Laboratoire de Génomique Fonctionnelle et Myogenèse, UMR866 Laboratoire Dynamique Musculaire et Métabolisme, INRA, 2 place Viala, Montpellier Cedex, France.
Am J Physiol Cell Physiol. 2011 May;300(5):C1122-38. doi: 10.1152/ajpcell.00214.2010. Epub 2011 Jan 19.
Expression of Wnt proteins is known to be important for developmental processes such as embryonic pattern formation and determination of cell fate. Previous studies have shown that Wn4 was involved in the myogenic fate of somites, in the myogenic proliferation, and differentiation of skeletal muscle. However, the function of this factor in adult muscle homeostasis remains not well understood. Here, we focus on the roles of Wnt4 during C2C12 myoblasts and satellite cells differentiation. We analyzed its myogenic activity, its mechanism of action, and its interaction with the anti-myogenic factor myostatin during differentiation. Established expression profiles indicate clearly that both types of cells express a few Wnts, and among these, only Wnt4 was not or barely detected during proliferation and was strongly induced during differentiation. As attested by myogenic factors expression pattern analysis and fusion index determination, overexpression of Wnt4 protein caused a strong increase in satellite cells and C2C12 myoblast differentiation leading to hypertrophic myotubes. By contrast, exposure of satellite and C2C12 cells to small interfering RNA against Wnt4 strongly diminished this process, confirming the myogenic activity of Wnt4. Moreover, we reported that Wnt4, which is usually described as a noncanonical Wnt, activates the canonical β-catenin pathway during myogenic differentiation in both cell types and that this factor regulates negatively the expression of myostatin and the regulating pathways associated with myostatin. Interestingly, we found that recombinant myostatin was sufficient to antagonize the differentiation-promoting activities of Wnt4. Reciprocally, we also found that the genetic deletion of myostatin renders the satellite cells refractory to the hypertrophic effect of Wnt4. These results suggest that the Wnt4-induced decrease of myostatin plays a functional role during hypertrophy. We propose that Wnt4 protein may be a key factor that regulates the extent of differentiation in satellite and C2C12 cells.
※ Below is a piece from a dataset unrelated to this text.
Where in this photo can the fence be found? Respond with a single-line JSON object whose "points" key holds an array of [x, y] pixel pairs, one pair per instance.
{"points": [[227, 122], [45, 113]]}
Wnt 蛋白的表达对于胚胎形态发生和细胞命运决定等发育过程非常重要。先前的研究表明,Wn4 参与了体节的肌生成命运、骨骼肌的肌生成增殖和分化。然而,这个因子在成年肌肉稳态中的功能仍不清楚。在这里,我们专注于 Wnt4 在 C2C12 成肌细胞和卫星细胞分化中的作用。我们分析了它的肌生成活性、作用机制以及在分化过程中与抗肌生成因子肌肉生长抑制素的相互作用。已建立的表达谱清楚地表明,这两种类型的细胞都表达了一些 Wnts,而在这些 Wnts 中,只有 Wnt4 在增殖过程中不表达或几乎检测不到,而在分化过程中强烈诱导。正如肌生成因子表达模式分析和融合指数测定所证明的那样,Wnt4 蛋白的过表达导致卫星细胞和 C2C12 成肌细胞分化的强烈增加,导致肥大的肌管。相比之下,用针对 Wnt4 的小干扰 RNA 暴露卫星和 C2C12 细胞强烈削弱了这个过程,证实了 Wnt4 的肌生成活性。此外,我们报道了 Wnt4,通常被描述为非经典 Wnt,在两种细胞类型的肌生成分化过程中激活经典的 β-连环蛋白途径,并且该因子负调控肌肉生长抑制素的表达和与肌肉生长抑制素相关的调节途径。有趣的是,我们发现重组肌肉生长抑制素足以拮抗 Wnt4 促进分化的活性。相反,我们还发现肌肉生长抑制素的基因缺失使卫星细胞对 Wnt4 的肥大效应产生抗性。这些结果表明,Wnt4 诱导的肌肉生长抑制素减少在肥大过程中发挥功能作用。我们提出 Wnt4 蛋白可能是调节卫星细胞和 C2C12 细胞分化程度的关键因素。